Performance Gap – What is the Ninja Performance Gap and How to Overcome It

concurrencymultithreadingperformance

According to this abstract:

The "Ninja gap" […] is the
performance gap between naively written C/C++ code that is parallelism
unaware (often serial) and best-optimized code on modern
multi-/many-core processors.

It appears that they are saying that a programmer who can skilfully handle concurrency can write much more efficient code than a programmer who cannot. As I am beginning to write multithreaded programs, I am starting to gain an intuition for this myself.

After a reread of the abstract, they appear to argue that applying well known
algorithms can close the gap. I find the question intriguing.

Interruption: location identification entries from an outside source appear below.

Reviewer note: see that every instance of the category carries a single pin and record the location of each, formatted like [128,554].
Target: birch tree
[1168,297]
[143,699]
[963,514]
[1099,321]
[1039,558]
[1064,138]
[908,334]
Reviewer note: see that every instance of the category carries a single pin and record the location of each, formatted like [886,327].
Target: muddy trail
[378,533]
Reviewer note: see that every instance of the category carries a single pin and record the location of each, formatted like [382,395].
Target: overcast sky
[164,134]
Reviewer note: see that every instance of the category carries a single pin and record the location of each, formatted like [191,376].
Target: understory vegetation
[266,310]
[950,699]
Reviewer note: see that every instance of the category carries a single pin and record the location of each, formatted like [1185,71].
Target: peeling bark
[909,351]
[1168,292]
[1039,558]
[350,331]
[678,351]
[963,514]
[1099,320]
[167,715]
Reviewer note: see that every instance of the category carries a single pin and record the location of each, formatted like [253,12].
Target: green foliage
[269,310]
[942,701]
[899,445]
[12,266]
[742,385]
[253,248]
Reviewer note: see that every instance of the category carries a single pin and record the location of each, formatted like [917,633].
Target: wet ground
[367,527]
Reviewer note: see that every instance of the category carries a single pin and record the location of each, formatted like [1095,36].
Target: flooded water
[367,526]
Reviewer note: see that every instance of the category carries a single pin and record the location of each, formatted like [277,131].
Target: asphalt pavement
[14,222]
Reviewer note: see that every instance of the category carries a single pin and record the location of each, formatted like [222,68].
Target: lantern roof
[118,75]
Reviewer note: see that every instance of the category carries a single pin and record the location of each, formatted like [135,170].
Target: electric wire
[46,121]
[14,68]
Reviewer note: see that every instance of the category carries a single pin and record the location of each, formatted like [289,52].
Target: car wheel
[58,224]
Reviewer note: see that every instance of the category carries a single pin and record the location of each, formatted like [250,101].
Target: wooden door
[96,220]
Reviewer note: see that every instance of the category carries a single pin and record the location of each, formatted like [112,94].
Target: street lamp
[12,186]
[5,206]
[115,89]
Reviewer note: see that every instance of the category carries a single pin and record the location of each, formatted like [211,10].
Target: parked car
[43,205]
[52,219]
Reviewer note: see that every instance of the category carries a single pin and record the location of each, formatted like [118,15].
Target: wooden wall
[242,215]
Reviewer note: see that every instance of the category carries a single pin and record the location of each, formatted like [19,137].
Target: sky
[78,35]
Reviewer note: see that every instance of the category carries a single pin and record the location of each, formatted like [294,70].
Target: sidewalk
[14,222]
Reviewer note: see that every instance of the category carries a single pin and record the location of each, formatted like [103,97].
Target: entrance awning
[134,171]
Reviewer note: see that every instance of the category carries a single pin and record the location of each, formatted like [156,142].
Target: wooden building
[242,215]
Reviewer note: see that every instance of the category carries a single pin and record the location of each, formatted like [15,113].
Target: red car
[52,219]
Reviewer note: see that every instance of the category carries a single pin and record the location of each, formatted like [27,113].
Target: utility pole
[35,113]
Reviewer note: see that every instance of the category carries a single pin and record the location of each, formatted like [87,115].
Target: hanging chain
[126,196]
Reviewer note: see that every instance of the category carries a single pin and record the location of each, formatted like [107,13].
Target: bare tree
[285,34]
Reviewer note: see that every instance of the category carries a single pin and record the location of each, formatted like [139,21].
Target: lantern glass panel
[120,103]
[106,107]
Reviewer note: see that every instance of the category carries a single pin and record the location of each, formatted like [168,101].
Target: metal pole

So, in the interest of having this question asked here on Programmers:

  • What is the "ninja performance gap?" (and were these words chosen well? I think perhaps not.)
  • Why is it so large? (Or do we question the size of it? )
  • How can it be overcome? (How do we learn to overcome it? Should we learn skillful concurrency or learn algorithms?)

Best Answer

What is the "ninja performance gap?"

A naive approach finishing many tasks might be to start one task, wait for it to finish, and only then to start the next task. Suppose one wanted to retrieve many networked resources. The naive approach would be to send a request for the first resource, wait for the request to complete, then send the next.

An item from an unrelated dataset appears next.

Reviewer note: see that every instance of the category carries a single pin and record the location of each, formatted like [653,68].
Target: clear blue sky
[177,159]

If a good programmer is skilled at concurrency, such a programmer could write a program that executes many actions at a single time using all the resources of the computer on which it runs (processors, system memory, etc.). Using the network resource example above, the optimal approach would be to attempt to get many resources at the same time.

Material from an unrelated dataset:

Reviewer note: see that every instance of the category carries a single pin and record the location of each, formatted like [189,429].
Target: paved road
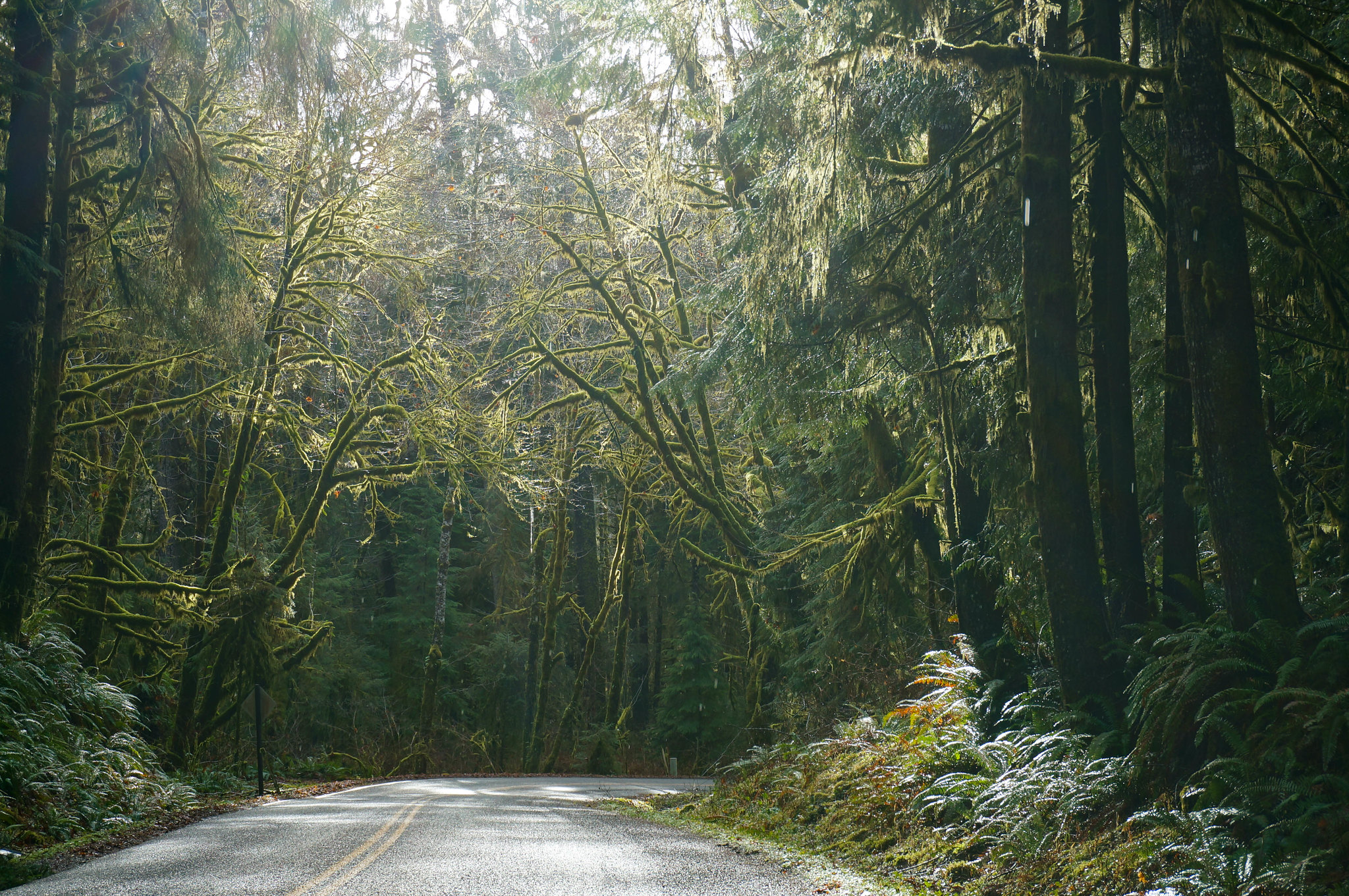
[462,837]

The gap between the naive approach and the most optimal approach is what these authors (and apparently others) are calling the "ninja performance gap."

Were these words chosen well?

They were likely chosen for promotional and novelty value. As the phenomenon appears to be a very real problem, I would have preferred a term that focused on the problem as opposed to the actors on one side of the gap.

Perhaps "optimized concurrency gap" would have been a better choice in words.

Why is it so large?

The naive approach to solving many problems with computers can be quite inefficient relative to known improvements.

My own experience with Project Euler demonstrated this to me, with some solutions not completing in any reasonable amount of time (minutes, hours), but other solutions to the same problem finishing blazingly fast (within a few seconds).

Bubble sort is known to be quite inefficient relative to other sorting algorithms.

Do we question the size of it?

Based on the above knowledge, I do not question the size as stated.

How can it be overcome?

The naive solution would be for the programmer to study threading and all of the relevant skills to close this gap. Closing the gap in this manner would take a lot of time and effort, both to gain the skills and to write the programs.

How do we learn to overcome it? Should we learn skillful concurrency or learn algorithms?

The paper's abstract states that using better algorithms combined with better compilers can relatively minimize the gap with much less effort required. I am inclined, without direct knowledge, to believe them.